Strengthening the Link Between Perception and Action
At the same time, the study revealed a complementary effect: psilocybin strengthens connections between sensory regions of the cortex and subcortical brain areas.
These subcortical regions are responsible for turning perception into action — helping organisms respond to the world rather than becoming stuck in internal narratives. Strengthening these pathways may explain why many people report feeling more present, embodied, and responsive after psychedelic experiences.
Rather than overthinking, the brain becomes more oriented toward doing.
A Whole-Brain Phenomenon
Initially, the researchers expected to see changes in only a handful of circuits. Instead, psilocybin’s effects turned out to be global.
“This is really looking at brain-wide changes,” Kwan said. “That’s a scale that we have not worked at before. A lot of times, we’re focusing on a small part of the neural circuit.”
This finding aligns with subjective psychedelic reports, which often describe a sense of whole-system reset rather than localized change.
Guiding Plasticity for Better Therapies
Another key insight from the study is that neural activity itself influences what gets rewired. Regions that were more active during psilocybin exposure showed greater changes in connectivity.
Crucially, the team demonstrated that by manipulating activity in specific brain regions, they could influence how psilocybin reshaped circuits.
“That opens up many possibilities for therapeutics, how you maybe avoid some of the plasticity that’s negative and then enhance specifically those that are positive,” Kwan said.
This raises the possibility of combining psychedelics with targeted therapies — such as psychotherapy, brain stimulation, or behavioral interventions — to guide plasticity in beneficial directions.
What This Means for Psychedelic Medicine
This study represents a major step forward in understanding how psilocybin treats depression at a circuit level. Rather than simply boosting mood, the compound appears to reorganize the brain’s wiring, weakening rigid feedback loops while strengthening pathways that support engagement with the world.
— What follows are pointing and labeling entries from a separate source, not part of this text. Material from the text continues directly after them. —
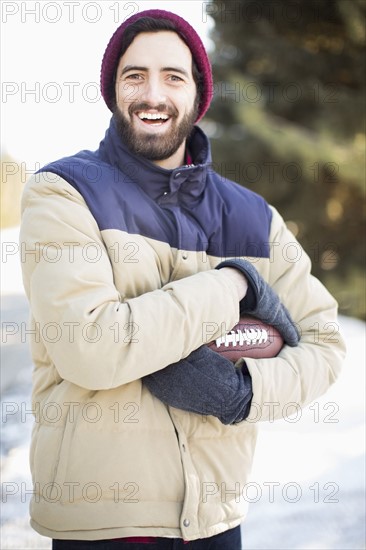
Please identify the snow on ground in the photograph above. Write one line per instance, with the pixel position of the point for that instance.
(307, 489)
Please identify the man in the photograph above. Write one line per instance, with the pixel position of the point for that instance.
(138, 247)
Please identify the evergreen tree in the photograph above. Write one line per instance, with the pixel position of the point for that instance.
(288, 121)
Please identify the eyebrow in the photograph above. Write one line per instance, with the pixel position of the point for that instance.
(163, 69)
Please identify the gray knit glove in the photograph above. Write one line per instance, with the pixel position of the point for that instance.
(262, 302)
(204, 383)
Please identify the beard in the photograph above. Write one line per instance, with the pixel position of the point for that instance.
(151, 146)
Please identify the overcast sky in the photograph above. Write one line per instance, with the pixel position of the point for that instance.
(51, 56)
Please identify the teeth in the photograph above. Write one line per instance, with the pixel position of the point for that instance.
(153, 116)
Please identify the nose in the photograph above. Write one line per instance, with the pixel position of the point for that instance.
(152, 91)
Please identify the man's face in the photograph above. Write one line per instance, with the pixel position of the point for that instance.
(156, 102)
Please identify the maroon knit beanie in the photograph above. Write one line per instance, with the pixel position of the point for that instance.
(185, 31)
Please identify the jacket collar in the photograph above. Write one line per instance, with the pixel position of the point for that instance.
(184, 184)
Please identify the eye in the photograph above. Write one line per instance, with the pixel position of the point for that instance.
(175, 78)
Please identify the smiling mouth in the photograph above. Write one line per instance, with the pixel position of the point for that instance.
(153, 119)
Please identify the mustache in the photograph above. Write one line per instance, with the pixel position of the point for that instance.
(160, 108)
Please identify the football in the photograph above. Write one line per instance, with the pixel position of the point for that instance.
(249, 338)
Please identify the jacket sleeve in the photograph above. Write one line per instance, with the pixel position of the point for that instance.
(95, 337)
(298, 375)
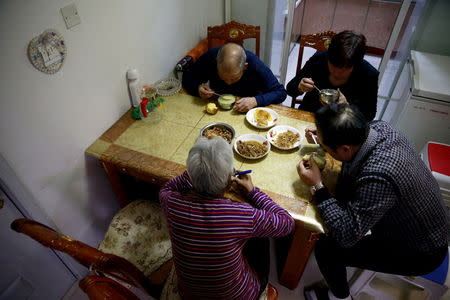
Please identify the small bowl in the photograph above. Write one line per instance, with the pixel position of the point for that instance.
(219, 124)
(329, 95)
(250, 117)
(252, 137)
(226, 101)
(273, 133)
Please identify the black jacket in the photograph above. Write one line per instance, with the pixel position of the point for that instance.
(361, 88)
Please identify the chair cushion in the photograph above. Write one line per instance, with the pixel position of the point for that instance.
(139, 234)
(170, 290)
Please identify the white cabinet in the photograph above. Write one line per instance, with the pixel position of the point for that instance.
(426, 112)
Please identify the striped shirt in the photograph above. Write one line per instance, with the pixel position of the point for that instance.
(208, 236)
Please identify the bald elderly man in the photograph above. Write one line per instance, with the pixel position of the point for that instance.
(232, 70)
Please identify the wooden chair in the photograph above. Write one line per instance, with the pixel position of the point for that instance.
(218, 36)
(134, 260)
(233, 32)
(318, 41)
(135, 252)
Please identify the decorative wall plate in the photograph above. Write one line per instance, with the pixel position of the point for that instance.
(47, 51)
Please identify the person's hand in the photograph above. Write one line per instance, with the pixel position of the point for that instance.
(244, 182)
(306, 85)
(245, 104)
(309, 132)
(204, 91)
(342, 99)
(311, 176)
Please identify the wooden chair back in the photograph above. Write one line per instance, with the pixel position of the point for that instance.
(100, 288)
(109, 264)
(318, 41)
(233, 32)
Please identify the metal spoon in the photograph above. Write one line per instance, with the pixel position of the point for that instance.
(317, 88)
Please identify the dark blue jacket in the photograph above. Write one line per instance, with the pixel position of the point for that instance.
(361, 88)
(258, 80)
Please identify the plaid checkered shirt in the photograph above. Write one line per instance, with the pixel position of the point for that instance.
(387, 191)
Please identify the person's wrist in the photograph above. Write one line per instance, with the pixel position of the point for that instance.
(315, 187)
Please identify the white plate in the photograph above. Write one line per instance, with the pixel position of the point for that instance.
(250, 116)
(273, 133)
(251, 137)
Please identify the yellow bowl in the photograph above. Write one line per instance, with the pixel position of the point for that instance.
(226, 101)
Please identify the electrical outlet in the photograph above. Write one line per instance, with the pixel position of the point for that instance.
(70, 15)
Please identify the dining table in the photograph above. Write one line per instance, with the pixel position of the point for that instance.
(155, 150)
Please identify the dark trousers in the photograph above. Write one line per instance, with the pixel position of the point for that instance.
(373, 255)
(257, 252)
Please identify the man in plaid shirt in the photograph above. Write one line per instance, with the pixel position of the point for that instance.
(387, 213)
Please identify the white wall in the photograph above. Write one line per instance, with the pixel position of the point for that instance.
(434, 36)
(252, 12)
(48, 121)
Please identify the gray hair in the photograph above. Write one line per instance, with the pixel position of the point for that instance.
(210, 165)
(238, 60)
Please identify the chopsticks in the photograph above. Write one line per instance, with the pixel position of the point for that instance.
(237, 173)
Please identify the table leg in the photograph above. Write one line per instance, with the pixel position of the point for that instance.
(298, 252)
(118, 187)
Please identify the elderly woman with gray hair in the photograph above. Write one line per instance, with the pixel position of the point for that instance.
(211, 235)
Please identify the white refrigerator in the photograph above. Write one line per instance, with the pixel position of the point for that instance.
(425, 115)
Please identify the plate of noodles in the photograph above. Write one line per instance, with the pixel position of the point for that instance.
(284, 137)
(252, 146)
(262, 117)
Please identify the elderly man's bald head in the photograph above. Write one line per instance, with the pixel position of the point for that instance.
(231, 63)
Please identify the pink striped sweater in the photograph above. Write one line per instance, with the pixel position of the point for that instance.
(208, 235)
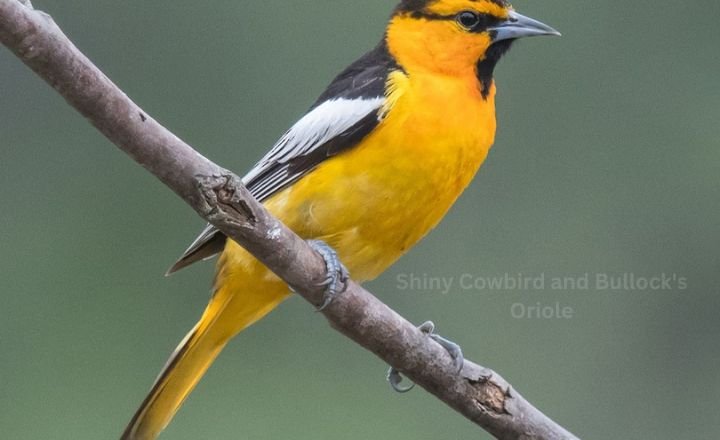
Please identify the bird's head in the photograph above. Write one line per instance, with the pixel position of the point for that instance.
(457, 36)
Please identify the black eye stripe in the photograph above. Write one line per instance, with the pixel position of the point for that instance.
(482, 21)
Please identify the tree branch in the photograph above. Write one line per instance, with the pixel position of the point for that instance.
(218, 196)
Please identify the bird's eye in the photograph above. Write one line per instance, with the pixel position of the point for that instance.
(468, 19)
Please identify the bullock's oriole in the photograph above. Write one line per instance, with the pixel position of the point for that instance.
(371, 168)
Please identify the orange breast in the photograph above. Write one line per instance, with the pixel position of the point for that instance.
(378, 199)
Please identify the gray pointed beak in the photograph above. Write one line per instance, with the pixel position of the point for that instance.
(519, 26)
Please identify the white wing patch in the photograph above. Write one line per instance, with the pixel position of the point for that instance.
(319, 126)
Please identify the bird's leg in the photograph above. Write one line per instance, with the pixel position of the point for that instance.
(395, 378)
(337, 273)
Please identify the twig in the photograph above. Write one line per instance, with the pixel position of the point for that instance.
(218, 195)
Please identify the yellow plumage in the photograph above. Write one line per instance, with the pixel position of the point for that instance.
(372, 202)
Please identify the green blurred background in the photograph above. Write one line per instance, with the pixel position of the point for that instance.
(607, 161)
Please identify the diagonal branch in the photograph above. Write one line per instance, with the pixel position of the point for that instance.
(218, 196)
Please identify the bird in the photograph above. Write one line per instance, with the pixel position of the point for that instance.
(374, 165)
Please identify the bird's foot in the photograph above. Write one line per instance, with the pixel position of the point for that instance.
(337, 274)
(395, 378)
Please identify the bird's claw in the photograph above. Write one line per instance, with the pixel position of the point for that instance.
(337, 274)
(395, 378)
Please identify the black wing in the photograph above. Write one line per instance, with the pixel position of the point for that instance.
(348, 110)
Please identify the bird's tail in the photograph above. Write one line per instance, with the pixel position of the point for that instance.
(181, 373)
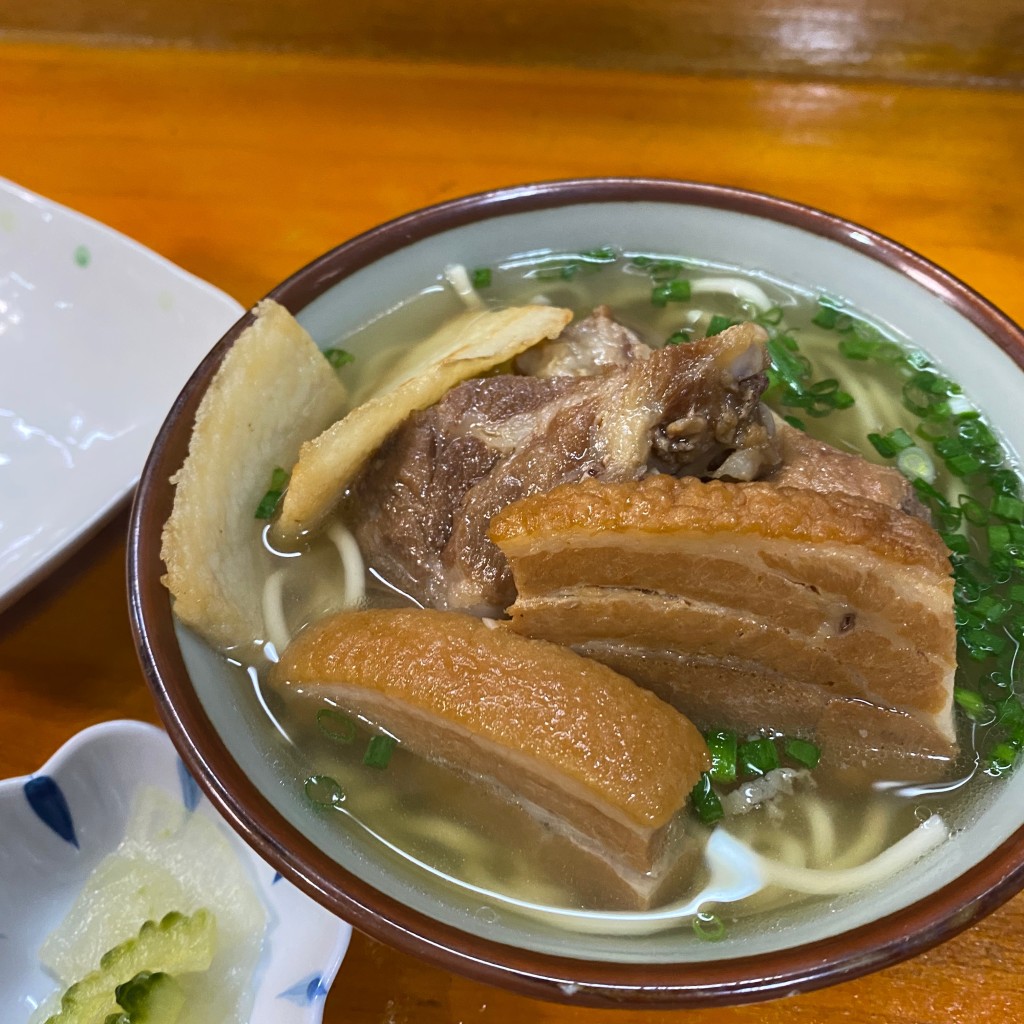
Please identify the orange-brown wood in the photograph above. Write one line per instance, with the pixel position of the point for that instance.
(908, 40)
(243, 167)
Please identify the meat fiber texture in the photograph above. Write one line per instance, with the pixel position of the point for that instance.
(609, 409)
(751, 605)
(272, 390)
(563, 733)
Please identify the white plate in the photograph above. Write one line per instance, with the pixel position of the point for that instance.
(97, 336)
(60, 821)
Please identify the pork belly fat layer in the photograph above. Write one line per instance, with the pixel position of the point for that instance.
(829, 592)
(852, 732)
(572, 736)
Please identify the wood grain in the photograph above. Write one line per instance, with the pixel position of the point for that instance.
(905, 40)
(243, 166)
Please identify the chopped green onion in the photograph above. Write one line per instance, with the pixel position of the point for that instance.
(705, 800)
(269, 502)
(379, 752)
(324, 791)
(722, 745)
(757, 757)
(1006, 481)
(709, 927)
(856, 348)
(670, 291)
(973, 704)
(603, 254)
(336, 724)
(717, 325)
(956, 543)
(914, 463)
(1007, 507)
(1001, 759)
(998, 537)
(803, 752)
(680, 337)
(973, 511)
(826, 316)
(338, 357)
(770, 317)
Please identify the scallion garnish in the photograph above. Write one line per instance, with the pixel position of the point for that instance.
(709, 927)
(717, 325)
(803, 752)
(770, 317)
(671, 291)
(826, 316)
(974, 705)
(706, 803)
(791, 384)
(722, 744)
(379, 752)
(914, 464)
(338, 356)
(680, 337)
(757, 757)
(335, 724)
(269, 502)
(1006, 507)
(324, 791)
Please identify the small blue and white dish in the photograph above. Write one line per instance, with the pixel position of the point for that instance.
(60, 821)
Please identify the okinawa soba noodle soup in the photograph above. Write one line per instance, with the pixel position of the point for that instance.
(835, 375)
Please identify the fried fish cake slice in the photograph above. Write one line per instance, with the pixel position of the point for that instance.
(468, 346)
(273, 389)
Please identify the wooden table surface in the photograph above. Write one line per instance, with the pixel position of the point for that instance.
(243, 167)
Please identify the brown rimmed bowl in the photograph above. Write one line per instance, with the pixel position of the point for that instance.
(222, 737)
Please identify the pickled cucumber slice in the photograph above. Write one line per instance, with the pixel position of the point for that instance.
(151, 997)
(177, 944)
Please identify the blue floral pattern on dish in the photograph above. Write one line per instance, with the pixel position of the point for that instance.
(56, 824)
(306, 991)
(50, 805)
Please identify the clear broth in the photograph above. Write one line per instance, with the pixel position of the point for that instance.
(457, 828)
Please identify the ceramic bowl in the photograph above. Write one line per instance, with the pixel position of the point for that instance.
(61, 820)
(222, 737)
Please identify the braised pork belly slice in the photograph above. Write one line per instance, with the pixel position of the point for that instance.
(423, 504)
(813, 465)
(751, 605)
(565, 735)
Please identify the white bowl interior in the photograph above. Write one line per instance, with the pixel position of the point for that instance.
(812, 262)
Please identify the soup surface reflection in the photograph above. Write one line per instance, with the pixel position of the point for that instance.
(836, 375)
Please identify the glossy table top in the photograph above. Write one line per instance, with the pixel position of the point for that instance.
(242, 168)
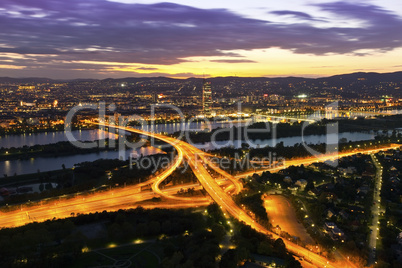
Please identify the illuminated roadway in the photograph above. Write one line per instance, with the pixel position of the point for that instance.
(122, 197)
(198, 164)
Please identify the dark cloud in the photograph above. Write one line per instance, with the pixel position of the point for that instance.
(147, 68)
(97, 30)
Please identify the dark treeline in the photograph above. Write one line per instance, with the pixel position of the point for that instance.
(293, 129)
(87, 176)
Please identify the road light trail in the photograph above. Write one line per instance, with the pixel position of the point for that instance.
(224, 200)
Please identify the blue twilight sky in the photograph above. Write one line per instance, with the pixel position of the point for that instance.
(120, 38)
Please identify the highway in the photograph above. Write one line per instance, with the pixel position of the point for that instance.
(121, 198)
(198, 165)
(375, 210)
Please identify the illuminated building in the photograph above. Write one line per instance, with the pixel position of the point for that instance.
(206, 98)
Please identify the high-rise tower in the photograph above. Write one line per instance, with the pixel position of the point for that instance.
(206, 98)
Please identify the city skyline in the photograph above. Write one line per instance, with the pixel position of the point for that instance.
(102, 39)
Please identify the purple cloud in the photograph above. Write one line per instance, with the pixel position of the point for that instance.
(233, 61)
(54, 32)
(147, 68)
(301, 15)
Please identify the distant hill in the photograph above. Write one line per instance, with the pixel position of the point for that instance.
(372, 78)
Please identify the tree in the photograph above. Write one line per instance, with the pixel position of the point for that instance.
(229, 259)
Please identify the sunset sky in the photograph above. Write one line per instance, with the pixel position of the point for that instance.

It also highlights why set, setting, and context matter so much. If neural activity shapes plasticity, then what happens during a psychedelic experience may directly influence long-term outcomes.
As psychedelic therapies move closer to mainstream medicine, research like this provides a crucial foundation — showing not just that these compounds work, but how they open new routes out of depression, one neural pathway at a time.